Zaphia’s friends had all laughed when she had taken those advanced Terran lessons, but she knew in her heart she was meant to get off this island and see the whole world, not just this teeny corner of it. She did not have to see the future to know things were changing, she told them. Of course, she had hoped to use her skills at a Baysellian fish market or a Curi yarn shop, not to overhear covert plans to bring down the Naxturaen empire.
“What?” Dalor mocked. “You think you can get away with not talking? As soon as that divination room is up, we’ll see your past activities anyway.”
“Then why are you here?” answered the prisoner finally.
She was hard to understand. That probably meant the prisoner was not speaking Baysellian Terran. Zaphia was nowhere near advanced enough in her language studies to recognize regional accents, so that told her little.
“Choosing Arlana’s side is a stupid move,” Dalor said. “I would have expected more from you.”
A pause. The prisoner was not being cooperative.
“Who was that man you were traveling with? Where is the Sorceress and what do you have her doing?”
Another pause.

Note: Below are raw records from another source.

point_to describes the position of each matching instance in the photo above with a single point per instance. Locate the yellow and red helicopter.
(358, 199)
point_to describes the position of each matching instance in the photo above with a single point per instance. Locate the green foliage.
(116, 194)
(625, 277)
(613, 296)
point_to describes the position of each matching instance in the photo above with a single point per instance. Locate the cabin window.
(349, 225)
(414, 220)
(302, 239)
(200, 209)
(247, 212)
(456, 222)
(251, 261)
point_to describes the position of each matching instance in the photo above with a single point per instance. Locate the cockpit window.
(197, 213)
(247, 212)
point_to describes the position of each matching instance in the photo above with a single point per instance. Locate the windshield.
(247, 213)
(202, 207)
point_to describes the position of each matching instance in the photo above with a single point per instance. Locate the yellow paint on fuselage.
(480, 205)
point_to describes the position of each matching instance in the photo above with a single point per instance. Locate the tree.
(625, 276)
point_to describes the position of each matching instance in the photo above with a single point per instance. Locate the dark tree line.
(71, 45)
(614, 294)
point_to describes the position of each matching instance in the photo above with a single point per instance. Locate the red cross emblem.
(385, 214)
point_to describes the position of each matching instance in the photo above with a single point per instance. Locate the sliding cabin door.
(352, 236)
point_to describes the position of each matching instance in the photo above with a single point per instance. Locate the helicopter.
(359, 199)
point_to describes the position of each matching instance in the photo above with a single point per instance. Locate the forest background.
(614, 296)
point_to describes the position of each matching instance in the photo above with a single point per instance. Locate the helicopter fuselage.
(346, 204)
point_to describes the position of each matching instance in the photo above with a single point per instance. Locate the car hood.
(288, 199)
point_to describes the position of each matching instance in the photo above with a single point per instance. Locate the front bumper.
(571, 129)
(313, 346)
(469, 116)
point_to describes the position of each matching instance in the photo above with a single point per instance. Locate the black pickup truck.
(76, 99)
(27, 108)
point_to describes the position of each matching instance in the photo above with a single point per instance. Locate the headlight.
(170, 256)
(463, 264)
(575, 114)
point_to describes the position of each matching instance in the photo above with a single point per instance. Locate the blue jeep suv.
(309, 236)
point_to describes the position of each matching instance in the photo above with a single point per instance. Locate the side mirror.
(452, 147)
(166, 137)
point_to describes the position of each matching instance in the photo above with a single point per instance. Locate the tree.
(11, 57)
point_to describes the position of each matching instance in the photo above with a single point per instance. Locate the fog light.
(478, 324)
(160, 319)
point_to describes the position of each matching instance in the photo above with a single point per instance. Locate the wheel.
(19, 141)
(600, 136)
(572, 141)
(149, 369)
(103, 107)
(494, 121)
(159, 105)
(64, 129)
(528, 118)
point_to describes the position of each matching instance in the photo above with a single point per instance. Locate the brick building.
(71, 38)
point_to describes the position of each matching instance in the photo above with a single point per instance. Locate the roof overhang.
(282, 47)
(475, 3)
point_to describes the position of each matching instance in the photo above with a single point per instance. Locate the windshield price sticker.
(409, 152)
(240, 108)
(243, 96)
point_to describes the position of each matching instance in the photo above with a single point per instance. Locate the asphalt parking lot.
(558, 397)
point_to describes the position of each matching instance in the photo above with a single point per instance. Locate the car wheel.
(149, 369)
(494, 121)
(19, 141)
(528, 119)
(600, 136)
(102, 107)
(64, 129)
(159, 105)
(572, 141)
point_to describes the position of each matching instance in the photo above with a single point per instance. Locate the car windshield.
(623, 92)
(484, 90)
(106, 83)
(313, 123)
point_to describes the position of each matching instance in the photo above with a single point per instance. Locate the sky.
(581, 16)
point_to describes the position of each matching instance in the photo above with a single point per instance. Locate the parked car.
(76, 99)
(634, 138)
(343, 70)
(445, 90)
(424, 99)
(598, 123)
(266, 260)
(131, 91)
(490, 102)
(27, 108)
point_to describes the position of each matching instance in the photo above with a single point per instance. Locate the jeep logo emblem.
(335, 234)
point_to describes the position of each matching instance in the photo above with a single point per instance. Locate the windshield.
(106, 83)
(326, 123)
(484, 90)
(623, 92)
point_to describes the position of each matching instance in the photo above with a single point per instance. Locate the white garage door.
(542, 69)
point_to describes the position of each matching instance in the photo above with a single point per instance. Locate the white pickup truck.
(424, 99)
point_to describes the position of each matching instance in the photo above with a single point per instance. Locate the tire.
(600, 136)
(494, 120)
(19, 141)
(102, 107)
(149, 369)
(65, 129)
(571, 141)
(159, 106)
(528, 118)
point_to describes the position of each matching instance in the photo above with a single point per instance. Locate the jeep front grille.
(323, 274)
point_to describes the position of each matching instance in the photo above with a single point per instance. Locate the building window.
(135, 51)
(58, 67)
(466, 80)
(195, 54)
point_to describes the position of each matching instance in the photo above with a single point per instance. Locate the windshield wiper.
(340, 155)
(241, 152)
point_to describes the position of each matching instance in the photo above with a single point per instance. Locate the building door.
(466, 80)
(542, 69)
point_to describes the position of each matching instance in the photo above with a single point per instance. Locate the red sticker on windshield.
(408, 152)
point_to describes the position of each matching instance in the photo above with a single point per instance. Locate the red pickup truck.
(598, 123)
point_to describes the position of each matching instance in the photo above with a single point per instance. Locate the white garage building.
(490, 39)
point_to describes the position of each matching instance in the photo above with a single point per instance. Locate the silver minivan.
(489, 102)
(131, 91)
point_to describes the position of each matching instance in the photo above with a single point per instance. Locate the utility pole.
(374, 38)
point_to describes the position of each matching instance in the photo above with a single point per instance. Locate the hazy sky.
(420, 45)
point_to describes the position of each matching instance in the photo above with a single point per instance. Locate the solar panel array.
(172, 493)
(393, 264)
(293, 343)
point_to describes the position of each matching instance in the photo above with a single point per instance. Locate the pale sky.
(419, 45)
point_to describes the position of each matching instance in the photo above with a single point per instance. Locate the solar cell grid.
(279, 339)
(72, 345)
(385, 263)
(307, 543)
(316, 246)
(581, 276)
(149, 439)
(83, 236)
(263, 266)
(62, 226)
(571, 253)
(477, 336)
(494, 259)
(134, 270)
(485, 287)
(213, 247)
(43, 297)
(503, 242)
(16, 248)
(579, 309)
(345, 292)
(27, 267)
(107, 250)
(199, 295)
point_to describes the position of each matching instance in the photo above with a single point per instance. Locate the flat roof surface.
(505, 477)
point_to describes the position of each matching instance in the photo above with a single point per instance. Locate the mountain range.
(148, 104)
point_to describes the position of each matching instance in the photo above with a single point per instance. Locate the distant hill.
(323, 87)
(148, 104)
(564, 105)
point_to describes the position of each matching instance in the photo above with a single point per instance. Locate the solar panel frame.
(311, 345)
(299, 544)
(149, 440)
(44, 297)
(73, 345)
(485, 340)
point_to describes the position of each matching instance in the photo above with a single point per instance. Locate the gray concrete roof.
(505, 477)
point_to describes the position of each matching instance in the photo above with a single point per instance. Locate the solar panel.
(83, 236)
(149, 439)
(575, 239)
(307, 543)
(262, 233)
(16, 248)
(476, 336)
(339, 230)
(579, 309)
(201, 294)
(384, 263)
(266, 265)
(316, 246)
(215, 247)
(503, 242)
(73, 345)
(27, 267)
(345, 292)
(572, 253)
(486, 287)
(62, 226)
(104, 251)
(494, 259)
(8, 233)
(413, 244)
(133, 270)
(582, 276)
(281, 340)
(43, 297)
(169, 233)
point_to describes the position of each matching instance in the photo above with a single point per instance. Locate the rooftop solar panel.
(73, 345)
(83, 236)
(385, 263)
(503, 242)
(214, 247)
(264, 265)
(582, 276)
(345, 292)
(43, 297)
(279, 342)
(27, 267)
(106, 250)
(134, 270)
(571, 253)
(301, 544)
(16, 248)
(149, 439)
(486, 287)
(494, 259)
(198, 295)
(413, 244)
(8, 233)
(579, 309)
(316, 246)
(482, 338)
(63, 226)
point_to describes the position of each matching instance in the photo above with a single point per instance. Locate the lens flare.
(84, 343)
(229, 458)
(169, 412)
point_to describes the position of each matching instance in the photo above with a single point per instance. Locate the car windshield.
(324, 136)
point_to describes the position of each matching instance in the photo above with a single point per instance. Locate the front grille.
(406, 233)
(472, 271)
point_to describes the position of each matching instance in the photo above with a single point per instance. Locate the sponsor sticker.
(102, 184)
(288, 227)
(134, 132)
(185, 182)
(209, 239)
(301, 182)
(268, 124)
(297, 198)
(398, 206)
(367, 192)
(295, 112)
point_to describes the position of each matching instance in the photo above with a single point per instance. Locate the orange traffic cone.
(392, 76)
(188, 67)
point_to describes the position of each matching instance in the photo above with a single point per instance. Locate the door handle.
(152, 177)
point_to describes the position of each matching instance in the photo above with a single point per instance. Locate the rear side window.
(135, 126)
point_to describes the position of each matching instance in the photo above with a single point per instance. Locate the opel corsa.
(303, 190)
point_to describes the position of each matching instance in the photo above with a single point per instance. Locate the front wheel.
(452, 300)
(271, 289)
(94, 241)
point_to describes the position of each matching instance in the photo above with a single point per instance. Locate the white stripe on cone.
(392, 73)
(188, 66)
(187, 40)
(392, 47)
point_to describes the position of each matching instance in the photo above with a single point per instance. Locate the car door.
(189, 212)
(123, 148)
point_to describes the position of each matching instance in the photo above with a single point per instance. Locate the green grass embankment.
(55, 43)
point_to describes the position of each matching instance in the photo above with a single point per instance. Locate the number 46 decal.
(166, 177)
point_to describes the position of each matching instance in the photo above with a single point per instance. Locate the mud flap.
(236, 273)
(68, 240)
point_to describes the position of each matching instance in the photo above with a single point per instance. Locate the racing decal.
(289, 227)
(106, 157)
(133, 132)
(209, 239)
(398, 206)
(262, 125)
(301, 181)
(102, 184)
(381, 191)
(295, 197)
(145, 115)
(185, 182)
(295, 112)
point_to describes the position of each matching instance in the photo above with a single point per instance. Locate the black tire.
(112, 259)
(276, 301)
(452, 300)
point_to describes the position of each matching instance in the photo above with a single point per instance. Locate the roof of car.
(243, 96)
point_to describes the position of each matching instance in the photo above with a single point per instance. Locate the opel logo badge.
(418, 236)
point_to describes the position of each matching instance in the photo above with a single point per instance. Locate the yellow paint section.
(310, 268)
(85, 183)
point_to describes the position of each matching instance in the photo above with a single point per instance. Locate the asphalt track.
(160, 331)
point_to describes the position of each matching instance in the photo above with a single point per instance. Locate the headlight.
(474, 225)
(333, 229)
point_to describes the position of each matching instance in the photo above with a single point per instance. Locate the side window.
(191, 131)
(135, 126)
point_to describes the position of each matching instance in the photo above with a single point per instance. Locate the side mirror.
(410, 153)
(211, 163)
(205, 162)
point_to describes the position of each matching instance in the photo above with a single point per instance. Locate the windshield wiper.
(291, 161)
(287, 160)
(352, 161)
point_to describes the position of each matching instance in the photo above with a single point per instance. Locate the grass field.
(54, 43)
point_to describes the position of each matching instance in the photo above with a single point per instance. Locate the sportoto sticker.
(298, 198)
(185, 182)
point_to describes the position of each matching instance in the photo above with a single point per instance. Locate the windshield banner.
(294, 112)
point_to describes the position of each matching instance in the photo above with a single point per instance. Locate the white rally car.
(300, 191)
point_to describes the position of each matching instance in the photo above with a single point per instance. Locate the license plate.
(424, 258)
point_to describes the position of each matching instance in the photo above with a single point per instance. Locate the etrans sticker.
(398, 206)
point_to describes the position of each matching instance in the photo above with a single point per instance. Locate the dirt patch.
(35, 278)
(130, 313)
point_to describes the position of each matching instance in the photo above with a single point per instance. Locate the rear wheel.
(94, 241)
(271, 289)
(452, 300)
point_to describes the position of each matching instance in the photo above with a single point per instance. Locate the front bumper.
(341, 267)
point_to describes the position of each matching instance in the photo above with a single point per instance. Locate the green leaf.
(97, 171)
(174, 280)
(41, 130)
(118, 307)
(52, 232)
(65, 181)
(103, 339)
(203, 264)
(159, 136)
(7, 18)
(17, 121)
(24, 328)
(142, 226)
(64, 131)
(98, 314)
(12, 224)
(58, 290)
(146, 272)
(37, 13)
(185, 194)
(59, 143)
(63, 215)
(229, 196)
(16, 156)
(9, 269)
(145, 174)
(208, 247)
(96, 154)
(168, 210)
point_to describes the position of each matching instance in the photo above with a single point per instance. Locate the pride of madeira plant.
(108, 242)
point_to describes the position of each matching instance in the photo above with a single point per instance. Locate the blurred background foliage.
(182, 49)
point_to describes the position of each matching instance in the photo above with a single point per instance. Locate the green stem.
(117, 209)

Zaphia shuddered to think what would be happening in there if Iketa was questioning the prisoner. Some of the Seer’s interrogations had been ugly.
“I thought we gave her a dose of festerberry when she arrived.” Dalor was talking to the guard now. Zaphia considered ducking out of sight, but he was talking quietly, and if she moved any further away, she would miss what he said.
“Two,” the guard answered. “Any more and she’d be out cold. I don’t know how she’s withstanding it.”
“Give her another,” Dalor ordered. “I’ll take the chance. Nobody goes in there until I find something else to motivate our guest. We’ll crack her.”
The guard stepped into the prison room, and Dalor switched places with him. It all happened too fast for Zaphia to hide.
“What are you doing here?” Dalor snapped.
“Delivering some food for the prisoner,” Zaphia squeaked.
A frustrated Dalor smacked the food out of Zaphia’s hands. The banana flew across the waiting room and the coconut smacked the wall with a dull thud. Normally Dalor was the even-keeled one. Things must have been going really badly.
He glared at the banana like it had offended his mother. “Maybe being hungry will make our royal guest a little more talkative,” he fumed. “Is Iketa here?”
“She was just questioning the Seer,” Zaphia offered. Should she know that?
“Good, good,” he murmured, not caring that Zaphia knew way too much. After a few hundred years, the elders really did seem to forget a sixteen-year-old had a working brain. There was nothing magical about the coming-of-age ceremonies that turned a kid from a gelatinous blob of confusion into a functioning member of society. In a few hundred years, maybe Zaphia would forget sixteen, too. For now, she needed to figure out how to use this power of invisibility to stop Dalor and Iketa. If there were still people out there fighting to set things right, she could at least buy them some more time.